Ce geste d’ouverture, salué au-delà des clivages partisans, apparaît comme un signal politique de maturité et de volonté d’inclusion. Il souligne l’ambition des nouvelles institutions dirigées par le Président du Conseil, Faure Gnassingbé, de bâtir un climat politique apaisé et propice aux réformes.
Vers un nouvel équilibre politique
Cette élection intervient à un moment charnière pour le Togo. Elle traduit une volonté manifeste de tourner la page des tensions anciennes et de bâtir une gouvernance fondée sur la concertation et l’équilibre des pouvoirs. En plaçant un homme d’expérience, respecté et au-dessus des clivages, à la tête de l’État, les institutions togolaises envoient un message de stabilité et de confiance.

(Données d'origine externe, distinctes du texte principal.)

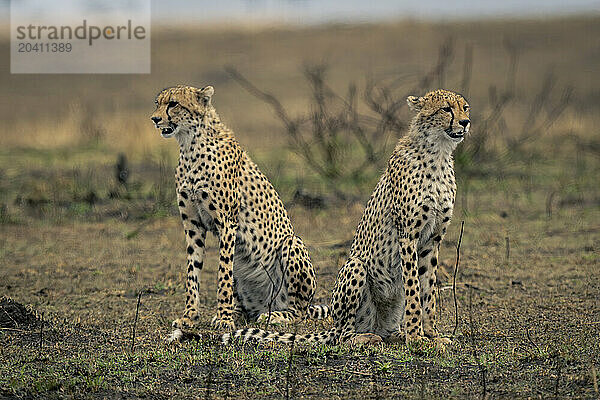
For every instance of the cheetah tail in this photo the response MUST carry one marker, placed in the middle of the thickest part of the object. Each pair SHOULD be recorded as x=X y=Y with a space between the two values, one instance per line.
x=247 y=334
x=318 y=312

En plaçant Jean-Lucien Savi de Tové à la présidence de la République, le Togo ouvre donc, une nouvelle page de son histoire. Ce choix inédit, qui aurait été impensable il y a encore quelques années, montre qu’une autre manière de faire de la politique est possible. Il appartient désormais aux acteurs institutionnels de donner corps à cet espoir et de faire de la Ve République un véritable cadre de refondation démocratique.